0

I found this thread how to make a variable change from the text "1m" into "1000000" in python

My string values are in a column within a pandas dataframe. The string/0bkects values are like 18M, 345K, 12.9K, 0, etc.

values = df5['Values']

multipliers = { 'k': 1e3,
                'm': 1e6,
                'b': 1e9,
              }

pattern = r'([0-9.]+)([bkm])'

for number, suffix in re.findall(pattern, values):
    number = float(number)
    print(number * multipliers[suffix])

Running the code gives this error:

Traceback (most recent call last):
  File "c:/Users/thebu/Documents/Python Projects/trading/screen.py", line 19, in <module>
    for number, suffix in re.findall(pattern, values):
  File "C:\Users\thebu\Anaconda3\envs\trading\lib\re.py", line 223, in findall
    return _compile(pattern, flags).findall(string)
TypeError: expected string or bytes-like object

Thanks

Aaron M
  • 13
  • 4
  • Try `for value in values: for number, suffix in re.findall(pattern, value): number = float(number) print(number * multipliers[suffix])` – moys Jun 27 '20 at 03:19
  • 1
    This may be more appropriate for your needs (there was one more better answer but can’t find it right now) https://stackoverflow.com/questions/39684548/convert-the-string-2-90k-to-2900-or-5-2m-to-5200000-in-pandas-dataframe – moys Jun 27 '20 at 03:25
  • 1
    Thanks to @moy for sharing https://stackoverflow.com/questions/39684548/convert-the-string-2-90k-to-2900-or-5-2m-to-5200000-in-pandas-dataframe the checked solution solved my issue.
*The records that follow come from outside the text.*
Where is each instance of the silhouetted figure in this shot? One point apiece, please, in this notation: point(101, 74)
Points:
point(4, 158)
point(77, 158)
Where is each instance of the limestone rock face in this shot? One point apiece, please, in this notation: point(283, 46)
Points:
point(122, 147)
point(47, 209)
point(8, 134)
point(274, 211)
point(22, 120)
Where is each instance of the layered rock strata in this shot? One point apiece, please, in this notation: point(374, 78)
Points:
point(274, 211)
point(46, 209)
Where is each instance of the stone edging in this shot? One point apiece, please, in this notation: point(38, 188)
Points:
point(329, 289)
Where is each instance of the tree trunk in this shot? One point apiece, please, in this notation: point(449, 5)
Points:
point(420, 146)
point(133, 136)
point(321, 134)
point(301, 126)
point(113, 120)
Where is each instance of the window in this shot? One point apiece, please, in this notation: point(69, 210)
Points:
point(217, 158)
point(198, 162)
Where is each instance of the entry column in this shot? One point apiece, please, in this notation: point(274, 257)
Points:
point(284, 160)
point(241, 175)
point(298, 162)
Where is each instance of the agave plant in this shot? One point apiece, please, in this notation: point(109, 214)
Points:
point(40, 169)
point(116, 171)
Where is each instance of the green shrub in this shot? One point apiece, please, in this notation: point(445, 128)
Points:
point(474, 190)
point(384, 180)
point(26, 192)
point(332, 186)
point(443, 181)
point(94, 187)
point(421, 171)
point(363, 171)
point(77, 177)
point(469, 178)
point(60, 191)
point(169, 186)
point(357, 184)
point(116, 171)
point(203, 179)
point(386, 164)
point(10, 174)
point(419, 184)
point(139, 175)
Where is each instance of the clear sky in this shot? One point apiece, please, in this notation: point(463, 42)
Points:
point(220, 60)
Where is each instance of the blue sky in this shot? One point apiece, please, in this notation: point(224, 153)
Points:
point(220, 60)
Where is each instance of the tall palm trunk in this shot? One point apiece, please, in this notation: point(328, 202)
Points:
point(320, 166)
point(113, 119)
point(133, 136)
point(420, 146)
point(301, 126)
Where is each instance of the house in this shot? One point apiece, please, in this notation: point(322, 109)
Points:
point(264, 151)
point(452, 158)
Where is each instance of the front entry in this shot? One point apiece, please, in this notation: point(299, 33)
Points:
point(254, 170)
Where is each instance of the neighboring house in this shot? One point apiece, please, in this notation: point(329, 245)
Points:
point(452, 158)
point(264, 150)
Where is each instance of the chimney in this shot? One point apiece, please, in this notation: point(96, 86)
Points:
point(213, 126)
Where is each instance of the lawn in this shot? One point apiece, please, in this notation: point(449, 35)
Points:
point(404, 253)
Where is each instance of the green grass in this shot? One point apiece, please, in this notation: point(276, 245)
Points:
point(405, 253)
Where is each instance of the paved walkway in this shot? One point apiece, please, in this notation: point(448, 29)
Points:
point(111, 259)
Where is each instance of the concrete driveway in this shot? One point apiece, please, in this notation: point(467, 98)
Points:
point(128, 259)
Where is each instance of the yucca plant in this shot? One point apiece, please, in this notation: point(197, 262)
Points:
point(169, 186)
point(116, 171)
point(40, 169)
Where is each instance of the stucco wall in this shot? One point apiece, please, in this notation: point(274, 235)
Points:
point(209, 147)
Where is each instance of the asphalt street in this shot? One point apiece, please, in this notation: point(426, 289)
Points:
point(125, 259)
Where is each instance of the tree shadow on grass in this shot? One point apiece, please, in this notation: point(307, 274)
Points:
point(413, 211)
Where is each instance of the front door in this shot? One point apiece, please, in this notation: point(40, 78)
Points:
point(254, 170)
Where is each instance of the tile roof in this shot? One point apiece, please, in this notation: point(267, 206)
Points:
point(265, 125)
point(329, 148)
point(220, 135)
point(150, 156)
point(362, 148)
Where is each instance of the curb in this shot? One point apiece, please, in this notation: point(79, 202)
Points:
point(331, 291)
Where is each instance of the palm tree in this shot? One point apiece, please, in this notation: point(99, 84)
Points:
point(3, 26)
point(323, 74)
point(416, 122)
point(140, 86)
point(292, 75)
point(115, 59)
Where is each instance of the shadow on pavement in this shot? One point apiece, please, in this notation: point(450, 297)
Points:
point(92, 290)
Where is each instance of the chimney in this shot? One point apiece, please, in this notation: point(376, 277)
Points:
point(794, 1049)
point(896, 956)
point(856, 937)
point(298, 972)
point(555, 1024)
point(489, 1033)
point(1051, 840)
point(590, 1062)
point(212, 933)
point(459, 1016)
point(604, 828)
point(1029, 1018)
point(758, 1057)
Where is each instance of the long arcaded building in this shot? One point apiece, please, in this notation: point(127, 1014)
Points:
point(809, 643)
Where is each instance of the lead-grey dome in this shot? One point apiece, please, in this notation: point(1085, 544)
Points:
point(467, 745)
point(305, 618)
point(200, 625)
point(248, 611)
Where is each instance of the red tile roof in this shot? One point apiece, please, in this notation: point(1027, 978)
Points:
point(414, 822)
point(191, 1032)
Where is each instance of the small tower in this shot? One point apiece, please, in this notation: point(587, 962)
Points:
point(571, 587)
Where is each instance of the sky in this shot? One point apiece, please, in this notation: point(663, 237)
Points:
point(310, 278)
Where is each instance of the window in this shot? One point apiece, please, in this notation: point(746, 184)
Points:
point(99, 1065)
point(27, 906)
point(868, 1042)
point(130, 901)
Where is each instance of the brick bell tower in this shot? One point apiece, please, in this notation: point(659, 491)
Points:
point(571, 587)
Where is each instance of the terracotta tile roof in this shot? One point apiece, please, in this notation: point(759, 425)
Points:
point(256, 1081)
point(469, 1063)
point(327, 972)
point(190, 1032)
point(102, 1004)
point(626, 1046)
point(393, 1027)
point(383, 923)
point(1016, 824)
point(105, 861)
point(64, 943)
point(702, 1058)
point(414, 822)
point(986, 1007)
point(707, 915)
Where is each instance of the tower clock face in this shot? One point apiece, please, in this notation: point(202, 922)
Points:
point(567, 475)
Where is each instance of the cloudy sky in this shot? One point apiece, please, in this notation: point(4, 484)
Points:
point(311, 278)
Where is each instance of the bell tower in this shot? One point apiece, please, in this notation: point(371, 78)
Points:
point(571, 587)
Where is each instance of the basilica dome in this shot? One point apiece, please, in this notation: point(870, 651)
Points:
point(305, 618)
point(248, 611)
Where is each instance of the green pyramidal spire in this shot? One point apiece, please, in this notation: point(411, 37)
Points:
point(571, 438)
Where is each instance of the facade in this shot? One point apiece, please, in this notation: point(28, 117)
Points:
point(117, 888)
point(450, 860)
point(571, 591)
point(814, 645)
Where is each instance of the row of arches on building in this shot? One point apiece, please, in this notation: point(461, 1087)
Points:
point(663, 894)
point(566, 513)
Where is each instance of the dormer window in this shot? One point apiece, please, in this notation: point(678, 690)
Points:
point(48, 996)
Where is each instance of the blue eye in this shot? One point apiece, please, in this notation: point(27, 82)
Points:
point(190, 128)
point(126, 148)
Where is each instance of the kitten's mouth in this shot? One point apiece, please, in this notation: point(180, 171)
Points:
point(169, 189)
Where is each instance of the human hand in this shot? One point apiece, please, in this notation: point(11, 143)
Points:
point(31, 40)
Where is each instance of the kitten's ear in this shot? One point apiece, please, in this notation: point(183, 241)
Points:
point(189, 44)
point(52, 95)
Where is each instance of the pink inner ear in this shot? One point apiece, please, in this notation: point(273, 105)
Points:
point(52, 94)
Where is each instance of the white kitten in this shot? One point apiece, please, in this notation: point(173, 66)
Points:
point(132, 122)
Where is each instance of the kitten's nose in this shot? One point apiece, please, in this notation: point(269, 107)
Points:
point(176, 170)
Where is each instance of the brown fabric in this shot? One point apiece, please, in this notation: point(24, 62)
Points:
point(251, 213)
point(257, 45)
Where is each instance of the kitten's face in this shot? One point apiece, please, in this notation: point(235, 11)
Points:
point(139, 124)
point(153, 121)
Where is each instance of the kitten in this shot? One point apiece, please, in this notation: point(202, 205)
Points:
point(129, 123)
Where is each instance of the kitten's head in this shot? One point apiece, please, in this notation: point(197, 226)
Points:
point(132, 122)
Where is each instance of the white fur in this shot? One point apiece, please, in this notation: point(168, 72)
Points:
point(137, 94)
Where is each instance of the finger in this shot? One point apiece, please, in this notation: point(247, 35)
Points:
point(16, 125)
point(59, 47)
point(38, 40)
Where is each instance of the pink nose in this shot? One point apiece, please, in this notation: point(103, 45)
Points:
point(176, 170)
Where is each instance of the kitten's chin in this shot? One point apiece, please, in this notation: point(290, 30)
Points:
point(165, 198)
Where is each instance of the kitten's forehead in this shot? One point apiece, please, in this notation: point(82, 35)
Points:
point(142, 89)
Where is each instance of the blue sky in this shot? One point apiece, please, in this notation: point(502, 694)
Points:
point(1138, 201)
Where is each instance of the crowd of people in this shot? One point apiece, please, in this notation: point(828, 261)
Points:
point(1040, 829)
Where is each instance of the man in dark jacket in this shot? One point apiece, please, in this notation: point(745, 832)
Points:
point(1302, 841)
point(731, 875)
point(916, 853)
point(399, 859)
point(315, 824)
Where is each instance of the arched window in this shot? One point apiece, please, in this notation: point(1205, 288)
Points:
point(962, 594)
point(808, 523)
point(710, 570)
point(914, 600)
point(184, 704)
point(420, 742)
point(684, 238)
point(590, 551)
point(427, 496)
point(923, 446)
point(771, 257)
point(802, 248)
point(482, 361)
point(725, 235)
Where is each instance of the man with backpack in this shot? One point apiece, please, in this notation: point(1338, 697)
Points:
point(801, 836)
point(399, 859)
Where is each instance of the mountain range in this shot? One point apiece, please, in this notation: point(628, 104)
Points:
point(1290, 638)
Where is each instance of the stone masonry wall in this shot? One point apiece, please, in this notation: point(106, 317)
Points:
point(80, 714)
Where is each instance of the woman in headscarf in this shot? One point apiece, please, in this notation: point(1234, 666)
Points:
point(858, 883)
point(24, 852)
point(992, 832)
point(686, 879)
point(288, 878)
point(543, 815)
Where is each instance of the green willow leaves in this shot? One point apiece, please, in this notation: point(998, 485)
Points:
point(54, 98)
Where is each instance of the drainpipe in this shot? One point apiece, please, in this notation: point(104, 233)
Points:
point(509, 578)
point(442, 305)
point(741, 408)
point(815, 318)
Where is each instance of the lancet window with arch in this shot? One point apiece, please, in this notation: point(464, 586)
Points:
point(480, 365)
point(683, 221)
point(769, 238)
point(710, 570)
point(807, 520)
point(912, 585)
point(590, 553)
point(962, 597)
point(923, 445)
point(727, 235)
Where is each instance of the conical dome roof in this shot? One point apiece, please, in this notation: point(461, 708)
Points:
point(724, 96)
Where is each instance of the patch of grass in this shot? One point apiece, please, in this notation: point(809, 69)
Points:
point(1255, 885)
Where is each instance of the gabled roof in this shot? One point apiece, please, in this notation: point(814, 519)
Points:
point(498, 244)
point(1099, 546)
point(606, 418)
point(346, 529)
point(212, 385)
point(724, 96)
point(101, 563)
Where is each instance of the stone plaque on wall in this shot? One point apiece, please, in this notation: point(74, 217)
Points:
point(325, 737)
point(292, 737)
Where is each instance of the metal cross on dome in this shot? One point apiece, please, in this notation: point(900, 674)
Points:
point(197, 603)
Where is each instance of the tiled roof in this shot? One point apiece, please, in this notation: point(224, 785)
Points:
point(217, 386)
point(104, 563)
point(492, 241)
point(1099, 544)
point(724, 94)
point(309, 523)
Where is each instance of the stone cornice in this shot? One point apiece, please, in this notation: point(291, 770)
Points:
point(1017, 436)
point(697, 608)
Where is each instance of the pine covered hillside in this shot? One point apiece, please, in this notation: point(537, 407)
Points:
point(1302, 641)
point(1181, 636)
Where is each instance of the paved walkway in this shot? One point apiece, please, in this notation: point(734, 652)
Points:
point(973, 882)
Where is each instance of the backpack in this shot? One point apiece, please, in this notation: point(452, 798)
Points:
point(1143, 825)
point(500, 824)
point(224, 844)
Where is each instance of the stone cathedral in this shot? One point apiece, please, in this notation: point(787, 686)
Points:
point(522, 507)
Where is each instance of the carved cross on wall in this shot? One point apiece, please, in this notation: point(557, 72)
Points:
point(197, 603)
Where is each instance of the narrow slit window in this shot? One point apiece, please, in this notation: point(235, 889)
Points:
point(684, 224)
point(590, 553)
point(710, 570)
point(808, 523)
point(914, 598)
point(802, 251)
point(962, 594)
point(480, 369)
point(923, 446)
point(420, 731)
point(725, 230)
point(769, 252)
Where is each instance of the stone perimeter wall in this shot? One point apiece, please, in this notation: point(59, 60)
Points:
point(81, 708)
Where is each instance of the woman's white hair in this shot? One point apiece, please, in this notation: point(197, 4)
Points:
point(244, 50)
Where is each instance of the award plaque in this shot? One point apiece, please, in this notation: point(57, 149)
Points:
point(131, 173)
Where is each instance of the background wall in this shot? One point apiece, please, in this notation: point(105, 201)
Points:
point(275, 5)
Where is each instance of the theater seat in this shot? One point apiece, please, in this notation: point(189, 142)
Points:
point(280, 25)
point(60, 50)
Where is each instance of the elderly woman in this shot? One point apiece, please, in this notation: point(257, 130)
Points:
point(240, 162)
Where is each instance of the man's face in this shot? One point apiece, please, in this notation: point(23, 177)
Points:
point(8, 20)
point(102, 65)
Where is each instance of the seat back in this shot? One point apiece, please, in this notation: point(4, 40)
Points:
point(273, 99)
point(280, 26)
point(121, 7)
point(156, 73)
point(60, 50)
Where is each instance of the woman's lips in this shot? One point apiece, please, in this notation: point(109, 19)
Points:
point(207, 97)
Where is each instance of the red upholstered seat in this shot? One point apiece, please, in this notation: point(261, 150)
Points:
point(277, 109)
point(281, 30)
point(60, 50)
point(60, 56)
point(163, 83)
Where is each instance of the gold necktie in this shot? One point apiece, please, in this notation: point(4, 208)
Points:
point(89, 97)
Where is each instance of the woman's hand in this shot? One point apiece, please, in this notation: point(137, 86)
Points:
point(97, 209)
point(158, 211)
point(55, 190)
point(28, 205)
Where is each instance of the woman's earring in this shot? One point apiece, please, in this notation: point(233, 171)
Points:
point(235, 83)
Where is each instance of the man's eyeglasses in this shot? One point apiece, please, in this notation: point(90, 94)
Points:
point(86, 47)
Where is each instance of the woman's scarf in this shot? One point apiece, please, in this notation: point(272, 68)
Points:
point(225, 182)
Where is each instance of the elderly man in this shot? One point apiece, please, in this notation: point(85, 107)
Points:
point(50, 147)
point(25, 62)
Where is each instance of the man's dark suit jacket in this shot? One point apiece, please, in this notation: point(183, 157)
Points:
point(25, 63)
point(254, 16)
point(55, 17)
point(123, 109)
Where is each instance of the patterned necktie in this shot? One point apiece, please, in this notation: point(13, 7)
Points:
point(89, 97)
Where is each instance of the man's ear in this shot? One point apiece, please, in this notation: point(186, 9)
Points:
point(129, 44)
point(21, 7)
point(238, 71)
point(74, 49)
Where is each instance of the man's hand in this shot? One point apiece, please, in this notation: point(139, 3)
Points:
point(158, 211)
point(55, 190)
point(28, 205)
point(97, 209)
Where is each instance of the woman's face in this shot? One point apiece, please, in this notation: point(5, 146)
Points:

Did not even see this option in the search. – Aaron M Jun 27 '20 at 04:16

1 Answers1

0

Here's another way using regex:

import re
def get_word(s):
    # find word
    r = re.findall(r'[a-z]', s)
    # find numbers
    w = re.findall(r'[0-9]', s)
    if len(r) > 0 and len(w) > 0:
        r = r[0]
        v = multipliers.get(r, None)
        if v:
            w = int(''.join(w))
            w *= v
            
        return round(w)

df['col2'] = df['col'].apply(get_word)

print(df)

   col      col2
0  10k     10000
1  20m  20000000

Sample Data

df = pd.DataFrame({'col': ['10k', '20m']})
YOLO
  • 20,181
  • 5
  • 20
  • 40